Research & Data

AI-Crawler Blocking by Industry: News vs Retail (2026)

Q: Could a low government block rate just mean those sites have no robots.txt?

No — the denominator is sites that *returned* a parseable robots.txt. Government's 12.5% is 1 of 8 sites that published a policy, so it reflects deliberate openness, not a missing file.

Jun 13, 2026

Does AI-crawler blocking depend on what business you're in? Dramatically. The sealed data shows news sites blocking AI crawlers at 82.4% while government sites sit at 12.5% — a gap of nearly 70 points between the most-closed and most-open industries. The decision to wall off AI is not a tech-wide consensus; it tracks almost perfectly with whether a site's content is its product.

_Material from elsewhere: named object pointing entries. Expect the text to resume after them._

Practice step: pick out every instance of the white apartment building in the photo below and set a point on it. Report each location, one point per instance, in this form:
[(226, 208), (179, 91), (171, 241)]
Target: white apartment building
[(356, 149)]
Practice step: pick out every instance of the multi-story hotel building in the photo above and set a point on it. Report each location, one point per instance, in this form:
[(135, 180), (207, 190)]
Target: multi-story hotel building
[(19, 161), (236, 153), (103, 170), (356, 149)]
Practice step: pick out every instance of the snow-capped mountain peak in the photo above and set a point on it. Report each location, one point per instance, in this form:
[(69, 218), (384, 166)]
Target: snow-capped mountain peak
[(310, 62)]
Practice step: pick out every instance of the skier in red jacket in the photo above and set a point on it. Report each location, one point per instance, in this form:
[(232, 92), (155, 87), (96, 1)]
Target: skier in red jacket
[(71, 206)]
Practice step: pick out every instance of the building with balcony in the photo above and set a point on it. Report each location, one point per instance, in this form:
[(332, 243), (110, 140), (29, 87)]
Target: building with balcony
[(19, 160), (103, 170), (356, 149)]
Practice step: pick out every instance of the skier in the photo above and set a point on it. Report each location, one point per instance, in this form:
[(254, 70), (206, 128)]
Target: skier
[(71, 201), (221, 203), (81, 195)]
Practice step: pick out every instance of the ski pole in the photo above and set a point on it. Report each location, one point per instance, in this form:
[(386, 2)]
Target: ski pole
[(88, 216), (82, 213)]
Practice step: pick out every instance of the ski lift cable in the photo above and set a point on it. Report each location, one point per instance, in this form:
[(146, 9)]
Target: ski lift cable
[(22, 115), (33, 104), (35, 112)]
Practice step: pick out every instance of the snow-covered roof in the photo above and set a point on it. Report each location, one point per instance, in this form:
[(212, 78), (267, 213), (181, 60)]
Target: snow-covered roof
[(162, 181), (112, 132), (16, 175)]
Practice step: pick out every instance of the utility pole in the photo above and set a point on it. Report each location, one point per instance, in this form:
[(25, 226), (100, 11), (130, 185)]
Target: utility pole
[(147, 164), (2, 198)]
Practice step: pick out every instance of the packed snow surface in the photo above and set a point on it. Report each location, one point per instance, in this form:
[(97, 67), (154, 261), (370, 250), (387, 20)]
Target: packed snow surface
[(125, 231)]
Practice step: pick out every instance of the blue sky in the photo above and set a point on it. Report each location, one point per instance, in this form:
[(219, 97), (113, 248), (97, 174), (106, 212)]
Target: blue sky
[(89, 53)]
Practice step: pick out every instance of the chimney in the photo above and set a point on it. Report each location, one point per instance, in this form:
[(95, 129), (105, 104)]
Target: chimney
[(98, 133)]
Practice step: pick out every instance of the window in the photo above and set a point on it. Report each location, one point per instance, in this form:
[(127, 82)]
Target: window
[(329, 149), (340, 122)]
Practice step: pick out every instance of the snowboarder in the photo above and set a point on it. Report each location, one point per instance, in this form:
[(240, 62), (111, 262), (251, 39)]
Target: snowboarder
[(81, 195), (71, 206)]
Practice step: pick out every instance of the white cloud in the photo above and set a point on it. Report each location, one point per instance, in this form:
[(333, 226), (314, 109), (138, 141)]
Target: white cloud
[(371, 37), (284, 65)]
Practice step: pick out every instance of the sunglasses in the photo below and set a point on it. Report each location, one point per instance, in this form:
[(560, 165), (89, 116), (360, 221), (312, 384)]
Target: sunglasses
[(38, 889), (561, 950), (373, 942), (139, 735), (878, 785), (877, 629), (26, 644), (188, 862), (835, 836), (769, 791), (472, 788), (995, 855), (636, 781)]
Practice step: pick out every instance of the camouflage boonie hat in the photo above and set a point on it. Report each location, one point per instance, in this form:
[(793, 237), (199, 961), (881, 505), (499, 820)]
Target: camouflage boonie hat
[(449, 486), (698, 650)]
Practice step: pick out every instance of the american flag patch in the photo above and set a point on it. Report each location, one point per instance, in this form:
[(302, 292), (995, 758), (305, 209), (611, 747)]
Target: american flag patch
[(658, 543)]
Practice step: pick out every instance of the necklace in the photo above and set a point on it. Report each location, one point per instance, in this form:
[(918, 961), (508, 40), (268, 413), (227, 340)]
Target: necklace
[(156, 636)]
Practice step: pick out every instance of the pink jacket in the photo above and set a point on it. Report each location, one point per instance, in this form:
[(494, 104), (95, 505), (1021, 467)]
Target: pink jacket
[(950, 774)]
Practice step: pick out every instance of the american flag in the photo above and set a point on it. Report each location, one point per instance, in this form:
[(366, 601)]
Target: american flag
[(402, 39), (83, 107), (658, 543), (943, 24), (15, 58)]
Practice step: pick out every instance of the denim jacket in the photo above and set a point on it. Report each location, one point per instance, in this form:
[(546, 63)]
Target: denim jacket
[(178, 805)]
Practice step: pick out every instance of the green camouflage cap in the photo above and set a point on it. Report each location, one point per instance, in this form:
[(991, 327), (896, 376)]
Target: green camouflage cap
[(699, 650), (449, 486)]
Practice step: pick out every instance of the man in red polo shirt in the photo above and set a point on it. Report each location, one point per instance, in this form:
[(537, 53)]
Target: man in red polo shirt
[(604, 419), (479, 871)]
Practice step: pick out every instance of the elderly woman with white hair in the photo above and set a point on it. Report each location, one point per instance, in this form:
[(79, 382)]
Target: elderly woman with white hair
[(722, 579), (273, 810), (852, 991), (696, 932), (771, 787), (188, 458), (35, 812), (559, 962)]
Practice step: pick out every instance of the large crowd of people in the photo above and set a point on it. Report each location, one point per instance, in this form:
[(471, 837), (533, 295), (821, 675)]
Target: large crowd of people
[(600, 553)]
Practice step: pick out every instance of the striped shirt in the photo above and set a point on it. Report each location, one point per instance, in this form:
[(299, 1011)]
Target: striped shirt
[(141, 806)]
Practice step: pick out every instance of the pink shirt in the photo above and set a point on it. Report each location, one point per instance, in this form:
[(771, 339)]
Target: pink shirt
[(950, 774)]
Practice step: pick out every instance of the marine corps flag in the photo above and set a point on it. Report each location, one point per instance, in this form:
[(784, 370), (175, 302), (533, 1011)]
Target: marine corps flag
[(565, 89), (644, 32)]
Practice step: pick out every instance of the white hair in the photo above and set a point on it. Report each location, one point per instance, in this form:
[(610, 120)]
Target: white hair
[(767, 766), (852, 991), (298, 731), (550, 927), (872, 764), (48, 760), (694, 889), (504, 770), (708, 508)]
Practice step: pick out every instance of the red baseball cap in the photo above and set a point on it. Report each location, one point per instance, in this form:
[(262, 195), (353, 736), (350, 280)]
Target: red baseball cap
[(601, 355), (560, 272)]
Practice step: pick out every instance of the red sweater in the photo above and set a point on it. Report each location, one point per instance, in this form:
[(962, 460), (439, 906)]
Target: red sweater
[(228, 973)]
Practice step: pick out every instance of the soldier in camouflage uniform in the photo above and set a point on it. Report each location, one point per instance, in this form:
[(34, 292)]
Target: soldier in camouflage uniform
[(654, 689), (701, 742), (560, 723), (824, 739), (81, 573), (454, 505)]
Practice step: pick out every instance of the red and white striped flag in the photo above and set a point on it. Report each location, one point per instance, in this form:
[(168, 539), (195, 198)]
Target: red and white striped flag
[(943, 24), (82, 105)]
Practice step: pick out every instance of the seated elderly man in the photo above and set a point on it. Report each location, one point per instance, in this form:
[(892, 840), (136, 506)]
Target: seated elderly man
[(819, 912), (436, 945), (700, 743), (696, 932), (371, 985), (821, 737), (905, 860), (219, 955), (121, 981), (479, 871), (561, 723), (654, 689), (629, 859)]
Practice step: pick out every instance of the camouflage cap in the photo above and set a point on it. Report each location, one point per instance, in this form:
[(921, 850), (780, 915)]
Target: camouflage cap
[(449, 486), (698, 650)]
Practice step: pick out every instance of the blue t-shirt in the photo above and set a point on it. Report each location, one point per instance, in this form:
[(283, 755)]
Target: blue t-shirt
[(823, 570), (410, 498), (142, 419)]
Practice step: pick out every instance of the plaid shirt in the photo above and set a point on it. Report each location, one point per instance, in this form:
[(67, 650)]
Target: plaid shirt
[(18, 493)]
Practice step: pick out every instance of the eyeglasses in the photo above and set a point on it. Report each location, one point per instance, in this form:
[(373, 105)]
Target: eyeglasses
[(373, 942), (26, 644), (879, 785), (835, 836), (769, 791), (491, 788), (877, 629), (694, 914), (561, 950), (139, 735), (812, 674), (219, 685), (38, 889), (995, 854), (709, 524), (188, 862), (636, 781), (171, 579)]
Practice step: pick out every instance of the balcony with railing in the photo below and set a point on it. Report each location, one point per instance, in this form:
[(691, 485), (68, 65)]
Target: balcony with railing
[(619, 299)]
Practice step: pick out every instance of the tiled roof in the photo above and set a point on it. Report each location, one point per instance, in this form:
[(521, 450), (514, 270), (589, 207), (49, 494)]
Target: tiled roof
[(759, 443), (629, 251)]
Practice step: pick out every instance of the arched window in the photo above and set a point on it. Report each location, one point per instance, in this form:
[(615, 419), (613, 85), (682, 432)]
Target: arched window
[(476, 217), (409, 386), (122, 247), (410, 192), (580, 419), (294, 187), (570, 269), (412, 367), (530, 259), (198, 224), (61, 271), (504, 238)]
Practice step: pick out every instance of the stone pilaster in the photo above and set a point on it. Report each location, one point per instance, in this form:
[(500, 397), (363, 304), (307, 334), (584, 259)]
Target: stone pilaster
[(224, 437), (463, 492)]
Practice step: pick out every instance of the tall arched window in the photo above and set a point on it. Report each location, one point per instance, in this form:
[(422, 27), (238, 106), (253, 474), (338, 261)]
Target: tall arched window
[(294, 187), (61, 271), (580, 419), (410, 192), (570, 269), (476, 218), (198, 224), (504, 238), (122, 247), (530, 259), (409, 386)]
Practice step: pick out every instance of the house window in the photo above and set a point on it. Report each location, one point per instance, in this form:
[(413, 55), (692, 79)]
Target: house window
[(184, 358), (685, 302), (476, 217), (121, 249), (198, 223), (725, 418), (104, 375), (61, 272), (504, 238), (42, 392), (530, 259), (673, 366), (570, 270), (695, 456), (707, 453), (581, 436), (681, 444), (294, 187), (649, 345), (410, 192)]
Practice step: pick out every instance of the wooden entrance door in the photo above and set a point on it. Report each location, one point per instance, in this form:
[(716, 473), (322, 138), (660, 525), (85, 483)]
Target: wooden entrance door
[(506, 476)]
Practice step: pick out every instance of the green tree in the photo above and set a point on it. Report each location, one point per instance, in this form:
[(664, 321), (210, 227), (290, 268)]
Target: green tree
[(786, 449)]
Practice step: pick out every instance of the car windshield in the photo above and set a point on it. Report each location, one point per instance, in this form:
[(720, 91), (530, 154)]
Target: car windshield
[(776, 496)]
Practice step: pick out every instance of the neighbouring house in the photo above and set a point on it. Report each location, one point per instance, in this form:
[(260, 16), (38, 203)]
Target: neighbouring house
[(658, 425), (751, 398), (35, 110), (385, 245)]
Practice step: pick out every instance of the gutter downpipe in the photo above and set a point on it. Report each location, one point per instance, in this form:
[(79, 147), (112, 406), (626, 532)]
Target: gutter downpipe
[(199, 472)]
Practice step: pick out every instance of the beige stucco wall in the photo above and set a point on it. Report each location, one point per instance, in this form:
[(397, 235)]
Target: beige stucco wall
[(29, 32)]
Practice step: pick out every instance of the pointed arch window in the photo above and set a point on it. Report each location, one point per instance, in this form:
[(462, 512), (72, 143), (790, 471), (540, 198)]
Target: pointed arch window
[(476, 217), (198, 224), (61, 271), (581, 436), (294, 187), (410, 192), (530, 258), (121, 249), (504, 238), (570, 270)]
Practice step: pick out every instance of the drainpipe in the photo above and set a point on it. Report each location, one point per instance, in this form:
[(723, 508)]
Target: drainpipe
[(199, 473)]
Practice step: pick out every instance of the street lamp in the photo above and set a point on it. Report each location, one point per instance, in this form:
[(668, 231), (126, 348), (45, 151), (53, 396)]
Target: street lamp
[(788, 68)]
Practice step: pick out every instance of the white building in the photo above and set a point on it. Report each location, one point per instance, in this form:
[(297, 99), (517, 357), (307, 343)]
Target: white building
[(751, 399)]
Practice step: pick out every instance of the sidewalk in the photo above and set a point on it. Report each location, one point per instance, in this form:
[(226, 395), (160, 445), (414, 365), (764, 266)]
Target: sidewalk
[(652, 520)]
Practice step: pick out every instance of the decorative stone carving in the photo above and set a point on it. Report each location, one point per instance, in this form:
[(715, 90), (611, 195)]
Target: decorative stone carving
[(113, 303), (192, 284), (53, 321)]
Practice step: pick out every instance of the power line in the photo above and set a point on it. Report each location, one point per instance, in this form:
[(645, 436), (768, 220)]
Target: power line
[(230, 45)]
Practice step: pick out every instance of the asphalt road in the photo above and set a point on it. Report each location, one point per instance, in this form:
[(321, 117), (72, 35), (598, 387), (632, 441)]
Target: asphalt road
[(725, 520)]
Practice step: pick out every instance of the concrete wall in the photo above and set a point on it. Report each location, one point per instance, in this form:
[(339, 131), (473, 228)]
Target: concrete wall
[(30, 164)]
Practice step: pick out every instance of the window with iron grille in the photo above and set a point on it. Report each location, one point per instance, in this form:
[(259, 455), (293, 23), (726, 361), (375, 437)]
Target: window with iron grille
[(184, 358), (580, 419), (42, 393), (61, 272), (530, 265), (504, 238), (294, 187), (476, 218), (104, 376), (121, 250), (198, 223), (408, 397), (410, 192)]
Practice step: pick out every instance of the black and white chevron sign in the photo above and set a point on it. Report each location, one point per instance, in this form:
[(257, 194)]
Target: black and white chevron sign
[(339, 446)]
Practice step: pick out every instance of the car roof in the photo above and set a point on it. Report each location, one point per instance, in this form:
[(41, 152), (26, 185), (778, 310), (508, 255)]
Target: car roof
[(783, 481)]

This report groups a curated set of 122 prominent websites into 10 categories and measures, within each, the share that block at least one major AI crawler. A site counts as blocking when its robots.txt names a major AI bot with Disallow: /. Rates are computed over the sites in each category that returned a parseable robots.txt — so a category's denominator is its readable-policy sites, not its total. All counts are verbatim from files fetched and sealed point-in-time on June 13, 2026.

The Industry Ranking

Sorted by the share of readable-policy sites that block at least one major AI crawler:

Category	Sites	With robots.txt	Blocking ≥1 AI Crawler	Block Rate
News	20	17	14	82.4%
Tech	15	13	9	69.2%
Entertainment	9	9	6	66.7%
Reference	14	11	6	54.5%
Social	10	10	4	40%
Travel	9	9	3	33.3%
Finance	12	11	2	18.2%
Retail	15	12	2	16.7%
Education	9	7	1	14.3%
Government	9	8	1	12.5%

The ranking sorts into three tiers so cleanly it looks designed. At the top, content-as-product industries — News (82.4%), Tech (69.2%), Entertainment (66.7%) — block aggressively. In the middle, Reference (54.5%) and Social (40%) hedge. At the bottom, the transactional and public-good industries — Finance (18.2%), Retail (16.7%), Education (14.3%), Government (12.5%) — barely block at all.

"News sites block AI crawlers at 82.4% — 14 of 17 with a readable robots.txt — versus 12.5% for government and 16.7% for retail, a near-70-point industry gap as of June 13, 2026."

Why News Blocks and Retail Doesn't

The pattern follows a single logic: industries block AI crawlers in direct proportion to how much their revenue depends on the content being the destination rather than a means to one.

For a news publisher, the article is the product. If an AI assistant ingests the reporting and answers the reader's question directly, the reader never visits, never sees an ad, never hits a subscription wall. That is an existential threat, and 82.4% of news sites have responded by naming AI crawlers and blocking them. Tech publishers (69.2%) and entertainment sites (66.7%) face the same dynamic — their words, reviews, and listings are the asset being substituted.

For a retailer, the calculus inverts. A retailer wants to be the answer an AI shopping assistant surfaces; being cited by an AI agent is a path to a sale, not a substitute for one. Blocking the crawler would mean disappearing from exactly the surface where future purchases get decided. So retail blocks at just 16.7%. Finance (18.2%) reasons similarly — being the recommended answer to "best high-yield savings account" is worth far more than protecting the page copy. Government (12.5%) and education (14.3%) round out the bottom because their mandate is public access; CDC, Census, and university pages are published precisely to be found and used, including by machines.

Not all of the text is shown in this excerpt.